I have a confusion about the definition of flat sheaf of module.
Let $f: X \rightarrow Y$ be a morphism of schemes and $\mathcal{F}$ be a sheaf of $\mathcal{O}_X$ module. Then $\mathcal{F}$ is flat over $Y$ at a point $x\in X$ if
$\mathcal{F_x}$ is flat $\mathcal{O}_{y,Y}$ -module where $y=f(x)$ and $\mathcal{F_x}$ is considered as an $\mathcal{O}_{y,Y}$ -module by the natural map $f^{\sharp}:\mathcal{O}_{y,Y}\rightarrow \mathcal{O}_{x,X}$.
Now, my question is: is the above definition equivalent as saying $(f_{*} \mathcal{F})_{y}$ is flat as $\mathcal{O}_{y,Y}$ module?
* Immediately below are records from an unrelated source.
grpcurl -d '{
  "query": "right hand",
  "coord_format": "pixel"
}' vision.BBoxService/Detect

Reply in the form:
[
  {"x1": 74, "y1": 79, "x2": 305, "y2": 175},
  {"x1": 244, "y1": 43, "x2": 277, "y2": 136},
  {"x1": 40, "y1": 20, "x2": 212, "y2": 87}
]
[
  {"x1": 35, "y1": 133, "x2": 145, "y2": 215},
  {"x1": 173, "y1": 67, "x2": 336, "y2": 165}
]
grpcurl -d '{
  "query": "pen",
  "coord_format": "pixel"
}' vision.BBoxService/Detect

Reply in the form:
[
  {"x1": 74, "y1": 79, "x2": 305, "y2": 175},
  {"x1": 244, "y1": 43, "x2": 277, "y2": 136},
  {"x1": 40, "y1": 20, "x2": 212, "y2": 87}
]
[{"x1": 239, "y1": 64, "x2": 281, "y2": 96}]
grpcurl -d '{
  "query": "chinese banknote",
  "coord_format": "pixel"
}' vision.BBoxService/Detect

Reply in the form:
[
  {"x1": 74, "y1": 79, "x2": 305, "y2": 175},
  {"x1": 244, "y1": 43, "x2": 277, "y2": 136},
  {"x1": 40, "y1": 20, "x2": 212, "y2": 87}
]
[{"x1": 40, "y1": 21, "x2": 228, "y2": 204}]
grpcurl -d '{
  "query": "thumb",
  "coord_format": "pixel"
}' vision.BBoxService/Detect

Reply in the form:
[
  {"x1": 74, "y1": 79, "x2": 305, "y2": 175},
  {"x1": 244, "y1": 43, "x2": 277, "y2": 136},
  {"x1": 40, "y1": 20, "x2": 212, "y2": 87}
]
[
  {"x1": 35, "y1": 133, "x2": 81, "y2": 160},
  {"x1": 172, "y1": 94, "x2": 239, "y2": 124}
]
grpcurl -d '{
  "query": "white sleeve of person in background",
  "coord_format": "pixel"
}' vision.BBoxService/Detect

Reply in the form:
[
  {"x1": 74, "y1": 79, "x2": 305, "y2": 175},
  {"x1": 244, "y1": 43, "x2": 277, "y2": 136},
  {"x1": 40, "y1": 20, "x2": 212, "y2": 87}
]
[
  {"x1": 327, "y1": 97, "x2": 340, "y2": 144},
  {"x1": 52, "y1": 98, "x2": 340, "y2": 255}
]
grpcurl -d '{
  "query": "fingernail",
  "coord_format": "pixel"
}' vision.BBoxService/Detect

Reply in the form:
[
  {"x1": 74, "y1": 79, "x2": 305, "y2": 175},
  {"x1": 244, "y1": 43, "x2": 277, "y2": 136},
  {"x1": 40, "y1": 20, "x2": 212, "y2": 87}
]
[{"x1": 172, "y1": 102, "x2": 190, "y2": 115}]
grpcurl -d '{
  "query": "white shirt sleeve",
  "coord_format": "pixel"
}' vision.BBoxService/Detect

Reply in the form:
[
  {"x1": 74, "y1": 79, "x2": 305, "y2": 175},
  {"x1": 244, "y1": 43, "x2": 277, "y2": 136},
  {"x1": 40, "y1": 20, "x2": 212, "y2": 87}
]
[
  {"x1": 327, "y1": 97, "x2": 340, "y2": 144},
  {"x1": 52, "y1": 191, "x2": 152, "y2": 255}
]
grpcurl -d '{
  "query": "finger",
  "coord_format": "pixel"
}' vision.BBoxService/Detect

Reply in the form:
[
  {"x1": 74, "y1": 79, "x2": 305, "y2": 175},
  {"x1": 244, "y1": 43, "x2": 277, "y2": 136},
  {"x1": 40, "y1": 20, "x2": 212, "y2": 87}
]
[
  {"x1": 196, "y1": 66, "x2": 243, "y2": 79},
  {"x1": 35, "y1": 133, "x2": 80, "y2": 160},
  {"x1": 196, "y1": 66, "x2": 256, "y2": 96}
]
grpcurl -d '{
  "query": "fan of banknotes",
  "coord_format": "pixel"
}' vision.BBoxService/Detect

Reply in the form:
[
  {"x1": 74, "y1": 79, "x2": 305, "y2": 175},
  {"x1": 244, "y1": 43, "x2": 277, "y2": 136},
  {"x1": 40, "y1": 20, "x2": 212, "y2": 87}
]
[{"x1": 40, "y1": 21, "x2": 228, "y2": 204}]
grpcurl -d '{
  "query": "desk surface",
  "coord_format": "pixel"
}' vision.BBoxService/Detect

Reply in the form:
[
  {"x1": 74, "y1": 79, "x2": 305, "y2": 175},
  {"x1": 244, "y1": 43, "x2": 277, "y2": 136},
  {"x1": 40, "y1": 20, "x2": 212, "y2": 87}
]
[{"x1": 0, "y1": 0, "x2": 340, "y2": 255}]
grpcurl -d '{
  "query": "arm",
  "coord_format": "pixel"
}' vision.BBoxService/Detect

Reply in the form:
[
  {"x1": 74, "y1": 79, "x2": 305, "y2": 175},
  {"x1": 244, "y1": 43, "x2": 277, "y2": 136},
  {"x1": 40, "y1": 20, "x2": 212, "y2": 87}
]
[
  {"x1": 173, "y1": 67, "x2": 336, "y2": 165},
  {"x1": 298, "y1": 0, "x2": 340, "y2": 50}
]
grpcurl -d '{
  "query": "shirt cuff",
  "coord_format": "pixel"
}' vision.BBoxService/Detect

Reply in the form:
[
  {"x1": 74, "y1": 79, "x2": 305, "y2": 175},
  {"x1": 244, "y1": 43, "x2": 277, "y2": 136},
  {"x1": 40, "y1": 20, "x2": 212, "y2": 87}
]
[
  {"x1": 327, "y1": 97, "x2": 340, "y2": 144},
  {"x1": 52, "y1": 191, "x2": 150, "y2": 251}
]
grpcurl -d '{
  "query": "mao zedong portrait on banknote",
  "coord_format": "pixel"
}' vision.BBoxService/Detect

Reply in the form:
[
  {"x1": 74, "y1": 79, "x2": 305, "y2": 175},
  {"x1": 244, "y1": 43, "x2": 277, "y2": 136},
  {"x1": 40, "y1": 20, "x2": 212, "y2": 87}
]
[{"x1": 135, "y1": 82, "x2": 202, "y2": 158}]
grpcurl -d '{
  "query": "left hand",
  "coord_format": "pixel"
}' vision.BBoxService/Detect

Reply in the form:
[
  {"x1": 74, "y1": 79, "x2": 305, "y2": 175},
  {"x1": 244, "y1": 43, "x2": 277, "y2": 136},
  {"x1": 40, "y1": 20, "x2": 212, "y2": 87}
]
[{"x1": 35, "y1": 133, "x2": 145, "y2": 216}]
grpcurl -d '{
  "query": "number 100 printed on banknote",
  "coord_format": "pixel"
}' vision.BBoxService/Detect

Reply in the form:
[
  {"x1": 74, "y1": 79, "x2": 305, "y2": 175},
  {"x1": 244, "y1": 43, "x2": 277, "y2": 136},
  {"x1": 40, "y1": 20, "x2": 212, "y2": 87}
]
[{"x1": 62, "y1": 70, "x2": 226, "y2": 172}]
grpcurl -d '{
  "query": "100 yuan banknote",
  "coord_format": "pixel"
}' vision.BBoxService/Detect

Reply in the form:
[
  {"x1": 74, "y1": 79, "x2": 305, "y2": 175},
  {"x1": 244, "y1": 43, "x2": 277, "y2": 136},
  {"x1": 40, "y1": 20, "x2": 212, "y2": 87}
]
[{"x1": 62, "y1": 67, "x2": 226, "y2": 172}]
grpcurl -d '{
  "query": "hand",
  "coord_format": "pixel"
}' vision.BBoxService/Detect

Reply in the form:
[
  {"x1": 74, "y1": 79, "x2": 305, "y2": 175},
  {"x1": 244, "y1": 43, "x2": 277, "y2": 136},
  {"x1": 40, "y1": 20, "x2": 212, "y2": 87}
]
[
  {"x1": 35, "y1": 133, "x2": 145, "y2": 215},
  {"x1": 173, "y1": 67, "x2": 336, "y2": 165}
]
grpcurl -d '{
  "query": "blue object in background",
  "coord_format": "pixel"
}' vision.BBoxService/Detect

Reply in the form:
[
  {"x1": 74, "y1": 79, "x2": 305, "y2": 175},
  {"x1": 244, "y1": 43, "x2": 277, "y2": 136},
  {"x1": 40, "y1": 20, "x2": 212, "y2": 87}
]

Similarly, is $\mathcal{F}$ flat at every point of $X$ over $Y$ equivalent as saying $f_*\mathcal{F}$ is a flat $\mathcal{O}_Y$-module?'
This question came in my mind when I tried to prove the following result:
'Let $f:X\rightarrow Y$ be a finite morphism of noetherian schemes and $\mathcal{F}$ be a coherent sheaf on $X$. Then $\mathcal{F}$ is flat over $Y$ if and only if $f_*\mathcal{F}$ if locally free on $Y$.'
Let's assume $\mathcal{F}$ is flat first. Now, since $f$ is finite and $\mathcal{F}$ is coherent, therefore $f_*\mathcal{F}$ is coherent on $Y$.
At this point it appears to me that, if flatness of $\mathcal{F}$ implies that $f_*\mathcal{F}$ is flat over $Y$ then localizing at a point of $Y$ and then using the equivalence of free module and flat module over a noetherian local ring I can complete the proof.
Similarly, assuming $f_*\mathcal{F}$ is free on $Y$ implies it's flat on $Y$, then it seems to me that this should be same as saying $\mathcal{F}$ is flat over $Y$.
Best Answer
The answer to the first part of your question is no. See this thread.
However, in the case of finite (or more generally affine) morphism, $\mathcal F$ is flat over $Y$ if and only if $f_*\mathcal F$ is flat over $Y$. This is because is $\phi: A\to B$ is a ring homomorphism and if $M$ is a $B$-module, then $M$ if flat over $A$ if and only if for any prime ideal $\mathfrak q$ of $B$, $M_\mathfrak q$ is flat over $A_{\mathfrak p}$ where $\mathfrak p=\phi^{-1}(\mathfrak q)$.